If you plan use ispell data, synonym or stopword lists, it's recommended setup the searchd daemon for speed-up searches (See Section 5.4). searchd daemon preload all these data and lists and holds them in memory. This reduce average search query execution time.
Also, searchd can preload url info data (20 bytes per URL indexed) and cache mode limits (4 or 8 bytes per URL depend on limit type). This allow reduce average search time.
If you use cache storage mode and you have enough RAM on your PC, you may place /usr/local/dpsearch/var directory on memory based filesystem (mfs). This allow speedup both indexing and searching.
If you haven't enough RAM to fit /usr/local/dpsearch/var, you may place on memory filesystem any of /usr/local/dpsearch/var/tree, /usr/local/dpsearch/var/url or /usr/local/dpsearch/var/store directories as well.
For dbmode cache, you may use URLInfoSQL no command to disable storing URL Info into SQL database. But using this command, you'll be unable to use limits by language and by Content-Type.
By default, DataparkSearch are marking all URLs selected for indexing as indexed for 4 hours. This prevent possible simultaneous indexing of the same URL by different indexer instance running. But for huge installation this feature can take some time for processing. You may switch off this markage using "MarkForIndex no" in your indexer.conf file.
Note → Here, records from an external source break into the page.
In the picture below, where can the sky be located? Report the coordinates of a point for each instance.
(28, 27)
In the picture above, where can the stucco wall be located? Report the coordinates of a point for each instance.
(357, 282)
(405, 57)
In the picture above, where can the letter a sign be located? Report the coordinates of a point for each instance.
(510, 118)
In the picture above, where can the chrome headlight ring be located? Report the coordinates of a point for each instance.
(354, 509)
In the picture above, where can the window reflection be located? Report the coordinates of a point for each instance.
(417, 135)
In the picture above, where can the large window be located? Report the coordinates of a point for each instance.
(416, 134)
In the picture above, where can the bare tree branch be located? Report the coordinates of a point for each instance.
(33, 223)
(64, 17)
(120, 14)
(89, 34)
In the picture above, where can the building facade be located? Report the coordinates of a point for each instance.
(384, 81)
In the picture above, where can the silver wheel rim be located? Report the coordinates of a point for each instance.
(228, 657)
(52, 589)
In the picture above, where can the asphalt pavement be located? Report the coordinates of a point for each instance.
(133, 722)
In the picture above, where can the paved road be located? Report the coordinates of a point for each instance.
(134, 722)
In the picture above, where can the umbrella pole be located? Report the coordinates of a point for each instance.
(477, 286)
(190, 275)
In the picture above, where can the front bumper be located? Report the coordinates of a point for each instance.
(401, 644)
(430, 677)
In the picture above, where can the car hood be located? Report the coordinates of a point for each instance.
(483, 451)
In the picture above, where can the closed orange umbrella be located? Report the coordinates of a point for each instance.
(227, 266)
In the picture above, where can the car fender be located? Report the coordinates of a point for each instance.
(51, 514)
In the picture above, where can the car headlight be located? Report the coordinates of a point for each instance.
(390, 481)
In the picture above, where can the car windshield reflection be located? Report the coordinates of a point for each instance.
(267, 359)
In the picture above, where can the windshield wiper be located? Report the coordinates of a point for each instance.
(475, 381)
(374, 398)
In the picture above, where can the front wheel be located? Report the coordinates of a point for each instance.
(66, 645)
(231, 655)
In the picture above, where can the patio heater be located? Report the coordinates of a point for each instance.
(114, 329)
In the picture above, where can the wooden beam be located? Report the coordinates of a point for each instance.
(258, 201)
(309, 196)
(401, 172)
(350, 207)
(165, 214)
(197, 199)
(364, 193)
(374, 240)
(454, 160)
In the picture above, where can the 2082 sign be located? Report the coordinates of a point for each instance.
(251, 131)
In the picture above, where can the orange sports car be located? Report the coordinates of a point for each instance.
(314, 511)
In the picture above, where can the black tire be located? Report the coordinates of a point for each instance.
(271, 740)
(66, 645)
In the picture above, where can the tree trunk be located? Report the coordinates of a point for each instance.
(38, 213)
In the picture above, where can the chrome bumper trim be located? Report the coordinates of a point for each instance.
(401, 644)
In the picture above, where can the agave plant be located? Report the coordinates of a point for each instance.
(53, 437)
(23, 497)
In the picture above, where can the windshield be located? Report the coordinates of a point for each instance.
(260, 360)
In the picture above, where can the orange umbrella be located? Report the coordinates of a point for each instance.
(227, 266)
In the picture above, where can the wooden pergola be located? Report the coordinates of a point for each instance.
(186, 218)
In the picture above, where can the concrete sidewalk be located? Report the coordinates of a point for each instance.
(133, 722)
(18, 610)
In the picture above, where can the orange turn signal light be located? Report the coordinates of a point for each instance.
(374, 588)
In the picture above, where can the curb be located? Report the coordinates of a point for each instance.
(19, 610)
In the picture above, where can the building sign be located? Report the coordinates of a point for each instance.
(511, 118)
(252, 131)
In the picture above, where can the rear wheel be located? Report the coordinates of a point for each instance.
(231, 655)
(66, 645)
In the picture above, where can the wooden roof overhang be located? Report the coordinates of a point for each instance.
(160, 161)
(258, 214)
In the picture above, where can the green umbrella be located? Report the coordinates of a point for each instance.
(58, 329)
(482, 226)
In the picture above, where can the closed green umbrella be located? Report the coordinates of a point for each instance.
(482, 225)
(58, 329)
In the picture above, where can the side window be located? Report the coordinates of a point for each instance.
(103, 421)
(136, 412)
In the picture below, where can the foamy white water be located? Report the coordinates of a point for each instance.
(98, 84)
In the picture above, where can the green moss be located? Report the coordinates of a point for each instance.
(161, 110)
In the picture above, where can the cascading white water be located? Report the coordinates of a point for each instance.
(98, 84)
MySQL users may declare DataparkSearch tables with DELAY_KEY_WRITE=1 option. This will make the updating of indexes faster, as these are not logged to disk until the file is closed. DELAY_KEY_WRITE excludes updating indexes on disk at all.
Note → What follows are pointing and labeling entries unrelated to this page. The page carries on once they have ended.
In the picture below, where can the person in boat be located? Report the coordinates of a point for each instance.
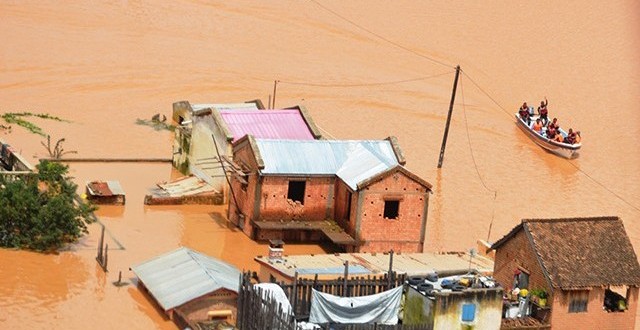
(551, 133)
(543, 112)
(524, 113)
(558, 137)
(537, 126)
(571, 137)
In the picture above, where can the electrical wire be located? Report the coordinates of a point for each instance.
(394, 82)
(391, 42)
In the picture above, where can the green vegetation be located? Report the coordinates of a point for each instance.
(57, 151)
(155, 124)
(42, 214)
(18, 119)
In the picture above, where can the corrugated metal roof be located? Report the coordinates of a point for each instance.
(268, 124)
(378, 263)
(351, 160)
(225, 106)
(182, 275)
(115, 187)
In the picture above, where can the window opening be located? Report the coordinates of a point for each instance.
(468, 312)
(391, 209)
(578, 301)
(296, 191)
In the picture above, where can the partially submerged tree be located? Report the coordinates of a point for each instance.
(57, 151)
(42, 214)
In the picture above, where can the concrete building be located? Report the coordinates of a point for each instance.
(354, 193)
(465, 308)
(196, 152)
(190, 287)
(586, 265)
(331, 266)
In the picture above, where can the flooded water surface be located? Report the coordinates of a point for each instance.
(363, 70)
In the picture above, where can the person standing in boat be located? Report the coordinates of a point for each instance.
(571, 137)
(524, 113)
(537, 126)
(543, 111)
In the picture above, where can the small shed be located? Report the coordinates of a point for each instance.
(105, 192)
(190, 286)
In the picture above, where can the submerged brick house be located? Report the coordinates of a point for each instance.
(586, 265)
(195, 150)
(355, 193)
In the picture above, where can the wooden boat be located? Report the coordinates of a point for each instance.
(559, 148)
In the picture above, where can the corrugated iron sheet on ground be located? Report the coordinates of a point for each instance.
(182, 275)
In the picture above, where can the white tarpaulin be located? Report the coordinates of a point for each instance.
(378, 308)
(275, 291)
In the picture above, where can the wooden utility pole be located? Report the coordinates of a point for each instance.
(346, 276)
(446, 128)
(390, 273)
(275, 87)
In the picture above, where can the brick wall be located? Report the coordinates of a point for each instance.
(197, 309)
(402, 234)
(517, 253)
(244, 195)
(318, 195)
(595, 317)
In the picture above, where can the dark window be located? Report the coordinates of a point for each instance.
(468, 312)
(521, 280)
(391, 209)
(296, 191)
(578, 301)
(614, 301)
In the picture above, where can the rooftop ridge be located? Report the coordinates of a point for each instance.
(572, 219)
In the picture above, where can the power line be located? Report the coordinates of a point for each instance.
(380, 37)
(602, 185)
(487, 94)
(466, 125)
(394, 82)
(568, 161)
(475, 164)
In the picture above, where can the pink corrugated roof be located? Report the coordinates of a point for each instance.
(267, 124)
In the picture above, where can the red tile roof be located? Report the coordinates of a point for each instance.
(581, 252)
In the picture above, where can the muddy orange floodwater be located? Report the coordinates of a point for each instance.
(102, 65)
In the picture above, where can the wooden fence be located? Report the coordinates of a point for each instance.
(299, 292)
(260, 311)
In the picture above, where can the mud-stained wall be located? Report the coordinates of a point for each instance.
(595, 316)
(318, 199)
(445, 312)
(197, 309)
(517, 254)
(403, 234)
(12, 159)
(488, 315)
(418, 309)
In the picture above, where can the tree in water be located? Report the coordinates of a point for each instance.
(42, 214)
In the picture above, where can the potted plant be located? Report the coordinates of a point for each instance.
(542, 298)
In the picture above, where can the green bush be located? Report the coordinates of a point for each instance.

With it indexes are processed only in memory and written onto disk as last resort, command FLUSH TABLES or mysqld shutdown. This can take even minutes and impatient user can kill -9 mysql server and break index files with this. Another downside is that you should run myisamchk on these tables before you start mysqld to ensure that they are okay if something killed mysqld in the middle.
Because of it we didn't include this table option into default tables structure. However as the key information can always be generated from the data, you should not lose anything by using DELAY_KEY_WRITE. So, use this option for your own risk.
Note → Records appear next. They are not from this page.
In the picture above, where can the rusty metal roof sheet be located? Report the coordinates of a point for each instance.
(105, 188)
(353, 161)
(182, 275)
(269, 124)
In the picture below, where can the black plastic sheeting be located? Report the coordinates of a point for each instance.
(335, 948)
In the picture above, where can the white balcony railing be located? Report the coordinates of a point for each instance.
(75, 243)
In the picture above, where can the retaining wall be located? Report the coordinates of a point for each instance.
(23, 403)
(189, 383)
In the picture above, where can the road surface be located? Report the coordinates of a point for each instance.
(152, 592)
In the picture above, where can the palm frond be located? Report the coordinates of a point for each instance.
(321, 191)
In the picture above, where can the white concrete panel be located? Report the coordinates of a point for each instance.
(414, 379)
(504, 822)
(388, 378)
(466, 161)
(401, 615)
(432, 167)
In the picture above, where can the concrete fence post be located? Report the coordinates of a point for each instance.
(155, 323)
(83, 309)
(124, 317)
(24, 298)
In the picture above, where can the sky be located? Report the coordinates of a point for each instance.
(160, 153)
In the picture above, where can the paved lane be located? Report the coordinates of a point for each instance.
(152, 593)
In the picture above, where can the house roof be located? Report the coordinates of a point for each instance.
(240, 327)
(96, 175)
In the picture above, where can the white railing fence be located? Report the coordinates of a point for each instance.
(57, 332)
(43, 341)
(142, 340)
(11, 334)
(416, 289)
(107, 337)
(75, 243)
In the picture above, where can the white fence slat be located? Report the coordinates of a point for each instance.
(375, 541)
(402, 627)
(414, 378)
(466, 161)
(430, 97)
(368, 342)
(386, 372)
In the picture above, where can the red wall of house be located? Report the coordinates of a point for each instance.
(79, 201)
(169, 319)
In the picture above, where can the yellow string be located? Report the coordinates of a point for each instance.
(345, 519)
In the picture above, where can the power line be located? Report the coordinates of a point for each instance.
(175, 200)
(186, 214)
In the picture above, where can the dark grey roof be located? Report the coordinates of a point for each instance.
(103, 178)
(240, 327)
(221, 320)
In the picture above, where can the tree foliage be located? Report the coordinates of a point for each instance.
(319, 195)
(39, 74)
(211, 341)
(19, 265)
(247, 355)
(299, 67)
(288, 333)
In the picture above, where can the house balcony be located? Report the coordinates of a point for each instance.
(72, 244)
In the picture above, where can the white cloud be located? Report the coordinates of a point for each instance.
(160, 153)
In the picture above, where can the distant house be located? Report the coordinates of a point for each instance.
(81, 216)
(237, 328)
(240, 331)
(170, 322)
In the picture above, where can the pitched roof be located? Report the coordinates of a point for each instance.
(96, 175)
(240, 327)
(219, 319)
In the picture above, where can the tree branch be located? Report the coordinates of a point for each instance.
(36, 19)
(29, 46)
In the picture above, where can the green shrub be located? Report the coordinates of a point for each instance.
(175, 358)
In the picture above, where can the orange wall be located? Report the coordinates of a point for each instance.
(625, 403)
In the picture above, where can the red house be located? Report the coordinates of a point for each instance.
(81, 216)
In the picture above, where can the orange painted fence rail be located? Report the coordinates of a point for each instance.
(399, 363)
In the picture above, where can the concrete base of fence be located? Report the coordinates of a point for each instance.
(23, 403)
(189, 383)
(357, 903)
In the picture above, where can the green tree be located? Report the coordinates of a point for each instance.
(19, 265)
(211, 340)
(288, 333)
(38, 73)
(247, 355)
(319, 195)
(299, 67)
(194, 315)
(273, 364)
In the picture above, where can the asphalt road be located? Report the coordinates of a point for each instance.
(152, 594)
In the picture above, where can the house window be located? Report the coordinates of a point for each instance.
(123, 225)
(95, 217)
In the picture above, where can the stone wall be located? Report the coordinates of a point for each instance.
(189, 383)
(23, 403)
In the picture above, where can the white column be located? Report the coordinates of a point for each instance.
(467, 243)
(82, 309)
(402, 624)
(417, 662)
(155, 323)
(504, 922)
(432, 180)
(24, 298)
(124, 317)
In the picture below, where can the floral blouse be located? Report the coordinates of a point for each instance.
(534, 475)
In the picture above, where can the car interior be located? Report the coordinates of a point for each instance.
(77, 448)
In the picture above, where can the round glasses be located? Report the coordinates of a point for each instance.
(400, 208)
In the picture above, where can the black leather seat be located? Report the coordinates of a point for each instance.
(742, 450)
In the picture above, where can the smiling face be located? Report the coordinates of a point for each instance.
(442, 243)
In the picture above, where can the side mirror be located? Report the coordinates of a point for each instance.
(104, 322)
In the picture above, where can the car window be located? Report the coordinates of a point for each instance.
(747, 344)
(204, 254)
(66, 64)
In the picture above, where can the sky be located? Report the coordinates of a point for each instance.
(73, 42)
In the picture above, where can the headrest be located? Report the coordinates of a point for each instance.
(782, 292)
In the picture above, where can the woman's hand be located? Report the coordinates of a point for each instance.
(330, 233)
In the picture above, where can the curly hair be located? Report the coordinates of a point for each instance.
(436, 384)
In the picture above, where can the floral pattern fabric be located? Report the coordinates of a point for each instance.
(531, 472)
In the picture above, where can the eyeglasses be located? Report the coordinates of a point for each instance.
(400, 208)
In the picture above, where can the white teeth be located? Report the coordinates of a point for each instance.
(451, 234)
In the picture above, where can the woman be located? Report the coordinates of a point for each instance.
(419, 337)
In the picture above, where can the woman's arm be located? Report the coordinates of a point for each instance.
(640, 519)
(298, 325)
This article was supplied by Randy Winch <gumby@cafes.net>
I have some performance numbers that some of you might find interesting. I'm using RH 6.2 with the 2.2.14-6.1.1 kernel update (allows files larger than 2 gig) and mysql 2.23.18-alpha. I have just indexed most of our site using mnoGoSearch 3.0.18:
mnoGoSearch statistics Status Expired Total ----------------------------- 200 821178 2052579 OK 301 797 29891 Moved Permanently 302 3 3 Moved Temporarily 304 0 7 Not Modified 400 0 99 Bad Request 403 0 7 Forbidden 404 30690 100115 Not found 500 0 1 Internal Server Error 503 0 1 Service Unavailable ----------------------------- Total 852668 2182703
I optimize the data by dumping it into a file using SELECT * INTO OUTFILE, sort it using the system sort routine into word (CRC) order and then reloading it into the database using the procedure described in the mysql online manual.
The performance is wonderful. My favorite test is searching for "John Smith". The optimized database version takes about 13 seconds. The raw version takes about 73 seconds.
Search results: john : 620241 smith : 177096 Displaying documents 1-20 of total 128656 found
Using ares, an asynchronous resolver library (dns/ares in FreeBSD ports collection), allow to perform DNS queries without blocking for every indexing thread. Please note, this also increase the number of concurrent queries to your DNS server.